The Register
Merry Xmas, OEMs
Published Wednesday 22nd March 2006 03:05 GMT
Microsoft has pushed back the consumer release of Windows Vista to January 2007, because it isn't good enough to meet its Q4 2006 target.Instead, Microsoft has staggered the launch into two parts - subscribers to Microsoft's Volume Licensing Program will be able to get the code in November 2006, while OEMs can begin shipping it in January next year.
"We needed a few more weeks," said Windows boss Jim Allchin. "We decided to optimize it for the entire industry."
That's nice. But did Microsoft only just realize it needed to do this?
Allchin said the next beta (that's "CTP", or Community Technology Preview in Redmondspeak) was on track to go to 2 million testers. He was vague on the reasoning, but mentioned quality foremost.
It's a delay that hurts PC builders far more than it hurts Microsoft - because Microsoft gets to collect a license fee for every PC sold, so long as it ships with some copy of Windows. OEMs had been hoping a Fall launch, with its accompanying marketing blitz, would boost retail sales of consumer PCs. Now they must subsidize the January upgrade, or hope consumers don't get wise, and hold off until the New Year.

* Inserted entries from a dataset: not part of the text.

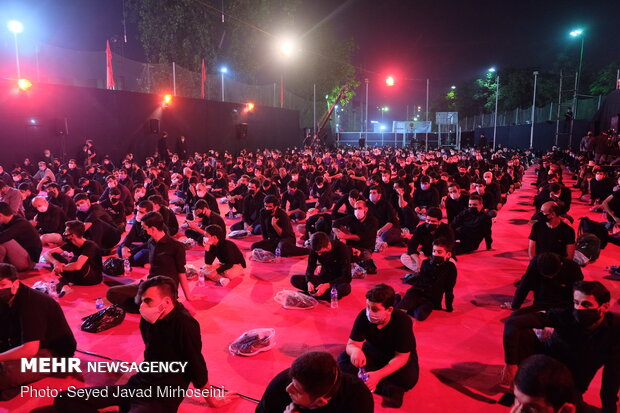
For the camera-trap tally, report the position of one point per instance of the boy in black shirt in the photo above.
(232, 261)
(335, 261)
(436, 280)
(84, 267)
(382, 341)
(315, 382)
(32, 324)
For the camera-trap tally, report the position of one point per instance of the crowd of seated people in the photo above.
(342, 207)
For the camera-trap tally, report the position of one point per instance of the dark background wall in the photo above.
(118, 122)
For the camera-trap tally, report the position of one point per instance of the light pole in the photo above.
(533, 112)
(576, 33)
(16, 27)
(223, 70)
(492, 70)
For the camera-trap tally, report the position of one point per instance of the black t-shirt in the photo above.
(351, 397)
(167, 257)
(89, 249)
(35, 316)
(552, 239)
(396, 337)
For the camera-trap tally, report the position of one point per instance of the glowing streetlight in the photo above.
(16, 27)
(223, 70)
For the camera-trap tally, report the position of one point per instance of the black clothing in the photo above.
(422, 236)
(366, 230)
(556, 292)
(470, 228)
(51, 221)
(24, 234)
(352, 396)
(584, 352)
(167, 257)
(552, 239)
(228, 254)
(35, 316)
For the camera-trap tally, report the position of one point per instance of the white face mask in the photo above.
(151, 314)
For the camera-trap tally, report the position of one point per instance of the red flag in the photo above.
(109, 71)
(203, 79)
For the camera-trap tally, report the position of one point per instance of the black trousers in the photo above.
(287, 246)
(299, 282)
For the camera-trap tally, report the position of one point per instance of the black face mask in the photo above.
(437, 260)
(5, 295)
(586, 317)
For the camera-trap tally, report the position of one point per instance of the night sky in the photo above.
(446, 41)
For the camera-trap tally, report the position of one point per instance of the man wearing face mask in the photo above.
(584, 338)
(170, 333)
(49, 221)
(358, 231)
(277, 230)
(456, 202)
(314, 382)
(471, 227)
(420, 245)
(100, 227)
(84, 267)
(135, 246)
(203, 217)
(382, 342)
(252, 205)
(551, 278)
(296, 201)
(335, 261)
(32, 325)
(435, 281)
(20, 244)
(125, 198)
(166, 256)
(551, 234)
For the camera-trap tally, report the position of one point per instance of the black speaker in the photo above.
(153, 126)
(242, 131)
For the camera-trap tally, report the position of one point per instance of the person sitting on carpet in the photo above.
(314, 381)
(335, 261)
(84, 267)
(169, 332)
(33, 326)
(435, 281)
(232, 261)
(382, 342)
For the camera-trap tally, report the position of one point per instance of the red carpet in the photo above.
(460, 353)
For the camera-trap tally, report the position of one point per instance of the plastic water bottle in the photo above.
(334, 294)
(363, 374)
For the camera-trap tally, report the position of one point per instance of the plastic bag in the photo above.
(103, 319)
(261, 255)
(253, 342)
(295, 300)
(239, 233)
(114, 266)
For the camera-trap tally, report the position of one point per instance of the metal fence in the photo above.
(55, 65)
(585, 109)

Bill Gates liked to compare Longhorn to the Apollo space program, but it's become less of a Moonshot and more of a Moonwalk as successive targets have tip-toed backwards.
Harking back to the days of the XP beta "Whistler", which was regarded as a code cleanup and facelift for Windows 2000, Microsoft planned the all-singing, all-dancing upgrade "Blackcomb" to be released in 2003 or 2004, with what we called a coffer-filling release to emerge in late 2002 or early 2003.
Successive delays saw Blackcomb pushed back to the end of the decade, with features progressively being jettisoned, (or "decoupled", in Redmondspeak) from Longhorn.
Microsoft shares fell 3 per cent in after hours trading on the news.